Elon Não Acredita na Morte, de Ricardo Alves Jr., aposta na questão do enlouquecimento da paixão e trabalha muito com a câmera na mão, numa narrativa por vezes envolvente.

Vinte Anos, de Alice Andrade, volta a Cuba para registrar como em duas décadas se altera o cotidiano de três casais filmados duas décadas antes pela diretora. As dificuldades, a sensação de sonho socialista acabado, mas tudo tratado com delicada sutileza, tudo está neste lindo filme, tão triste quanto terno. É o registro do fim de uma era, substituída por outra que ninguém sabe o que será.

Antes o Tempo não Acabava, dos amazonenses Sérgio Andrade e Fábio Baldo, retoma a questão indígena, tão presente neste festival, agora sob a forma de ficção. Fala de Anderson, um índio que deixa sua aldeia para viver em Manaus. No debate, o filme foi massacrado por um grupo de antropólogas, que questionaram a crítica às tradições supostamente conservadoras dos indígenas e a visão da cidade como alternativas mais promissora. Seria o ponto de vista “branco” sobre realidade indígena, com sua carga de preconceitos e autoritarismo. Independente disso, o filme tem qualidades.

Entre os curtas, o mineiro Constelações, de Maurilio Martins, parece o mais bem construído, pelo menos até agora. Os monólogos do casal, um falando em português, outra em dinamarquês, o drama de fundo que entra aos pouquinhos na cena principal e um desfecho de fato impactante marcaram a presença deste filme no festival.

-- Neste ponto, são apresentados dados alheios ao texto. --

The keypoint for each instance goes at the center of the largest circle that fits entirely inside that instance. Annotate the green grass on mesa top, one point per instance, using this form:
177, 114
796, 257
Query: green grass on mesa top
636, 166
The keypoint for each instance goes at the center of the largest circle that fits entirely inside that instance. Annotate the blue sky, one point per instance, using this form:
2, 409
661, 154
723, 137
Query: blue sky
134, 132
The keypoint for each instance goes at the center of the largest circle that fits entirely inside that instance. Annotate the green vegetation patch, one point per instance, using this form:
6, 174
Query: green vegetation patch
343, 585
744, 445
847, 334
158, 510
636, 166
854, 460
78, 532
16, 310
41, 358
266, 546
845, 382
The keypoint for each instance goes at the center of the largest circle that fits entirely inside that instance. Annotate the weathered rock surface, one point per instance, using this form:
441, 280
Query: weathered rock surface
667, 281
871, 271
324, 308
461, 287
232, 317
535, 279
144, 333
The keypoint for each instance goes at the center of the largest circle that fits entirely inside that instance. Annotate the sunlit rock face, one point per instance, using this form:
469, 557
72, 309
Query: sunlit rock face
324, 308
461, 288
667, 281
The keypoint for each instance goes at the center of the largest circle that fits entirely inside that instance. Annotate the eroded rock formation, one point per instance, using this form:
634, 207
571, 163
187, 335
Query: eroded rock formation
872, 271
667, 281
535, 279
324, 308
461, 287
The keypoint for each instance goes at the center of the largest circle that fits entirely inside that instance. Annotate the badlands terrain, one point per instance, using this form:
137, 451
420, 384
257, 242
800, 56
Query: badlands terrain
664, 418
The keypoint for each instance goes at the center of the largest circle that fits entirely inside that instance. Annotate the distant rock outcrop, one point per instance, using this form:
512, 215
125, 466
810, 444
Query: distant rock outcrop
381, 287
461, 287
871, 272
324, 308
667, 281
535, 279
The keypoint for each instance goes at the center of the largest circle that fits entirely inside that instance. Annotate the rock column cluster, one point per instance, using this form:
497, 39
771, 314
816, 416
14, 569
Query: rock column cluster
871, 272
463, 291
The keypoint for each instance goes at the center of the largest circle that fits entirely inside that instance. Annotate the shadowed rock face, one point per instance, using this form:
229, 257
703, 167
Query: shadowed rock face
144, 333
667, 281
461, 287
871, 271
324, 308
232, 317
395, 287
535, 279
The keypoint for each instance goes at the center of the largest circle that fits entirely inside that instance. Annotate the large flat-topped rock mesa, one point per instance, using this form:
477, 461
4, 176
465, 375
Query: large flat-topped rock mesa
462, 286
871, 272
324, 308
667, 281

O Delírio é a Redenção dos Aflitos, do pernambucano Fellipe Fernandes, também tem qualidades. Narra o desespero de uma mãe (Nash Laila) que precisa se mudar com o filho pequeno de um edifício prestes a desabar.

Procura-se Irenice, do paulista Thiago B. Mendonça, resgata uma figura do passado, a atleta Irenice Maria Rodrigues, perseguida no tempo da ditadura. Um trabalho de prospecção, responsabilidade histórica e invenção narrativa. Muito bom.

As informações são do jornal O Estado de S. Paulo.